Por todas estas razones, hay que aplaudir como buena noticia la seria advertencia hecha a estos grupos por parte del Príncipe Heredero de Arabia Saudí, que, sin embargo, se nos antoja un tanto tardía. Sin embargo, los atentados de los días 12 y 16 de mayo no fueron los primeros cometidos en tierras árabes (recordemos la toma de la gran mezquita de la Mecca en 1979 o el camión bomba de Dahran, los atentados de Líbano, Argelia, Egipto y tantos otros). Mucho me temo que no serán los últimos.

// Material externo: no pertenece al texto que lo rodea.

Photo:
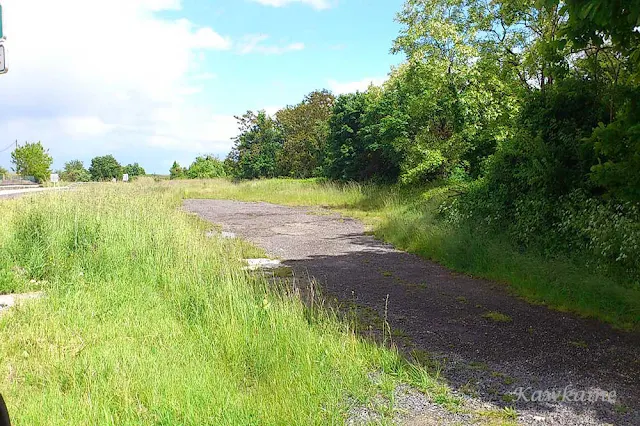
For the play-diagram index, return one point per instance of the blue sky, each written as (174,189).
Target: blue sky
(155,81)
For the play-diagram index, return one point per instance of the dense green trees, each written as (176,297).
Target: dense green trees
(31,159)
(134,170)
(304,131)
(532,105)
(205,167)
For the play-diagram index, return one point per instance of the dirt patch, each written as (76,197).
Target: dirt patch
(486,343)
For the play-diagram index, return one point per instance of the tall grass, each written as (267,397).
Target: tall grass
(409,218)
(147,321)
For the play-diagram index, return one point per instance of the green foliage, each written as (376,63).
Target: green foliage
(428,220)
(361,138)
(31,159)
(74,171)
(258,147)
(617,146)
(105,168)
(176,171)
(133,170)
(205,167)
(161,325)
(304,130)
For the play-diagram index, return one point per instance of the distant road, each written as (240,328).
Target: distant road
(11,193)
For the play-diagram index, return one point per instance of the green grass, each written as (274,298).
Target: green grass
(148,321)
(408,218)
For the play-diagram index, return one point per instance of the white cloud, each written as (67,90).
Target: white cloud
(91,77)
(355,86)
(316,4)
(253,44)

El islamismo radical, por otra parte, es algo bien distinto al Islam conservador, aunque muchas veces beban en fuentes comunes. Se trata de un fenómeno que tiene orígenes históricos e ideológicos diferentes, que dista mucho de ser homogéneo y unívoco. Las diferentes tendencias en el seno del islamismo tampoco coinciden sobre los medios para obtener los fines que en apariencia son idénticos: la instauración de un califato islamista dictatorial y opresivo en toda la Umma (unidad de creyentes). Entre grupos islamistas de distinta naturaleza y origen se está produciendo una dura pugna por el poder y la influencia de los círculos más radicales del mundo musulmán.
Para diferenciarse del islamismo radical, el Islam moderado debería condenar enérgicamente la barbarie del terrorismo, dejar de denominar a sus partidos como «islamistas» (recordemos que tanto en Turquía como en Marruecos los partidos islámicos moderados se llaman «islamistas moderados»). En Occidente deberíamos huir de la tentación de demonizar a todo el Islam político, que por ser conservador o de inspiración netamente religiosa no tiene por qué ser considerado violento o ilegítimo.
Por último, no conviene perder de vista que muchos analistas y políticos se apresurarán a hacer lecturas prematuras y sin fundamento suficiente de lo ocurrido en Riad y Casablanca. El islamismo radical nunca ha necesitado excusa alguna para cometer brutales atentados; su historia lo demuestra más allá de toda duda. Ninguna democracia que se precie debe amedrentarse ante el chantaje del terror. No lo hemos hecho los demócratas españoles con ETA y resulta impensable que lo vayamos a hacer con Al-Q´aeda o la sanguinaria ideología que lo alimenta.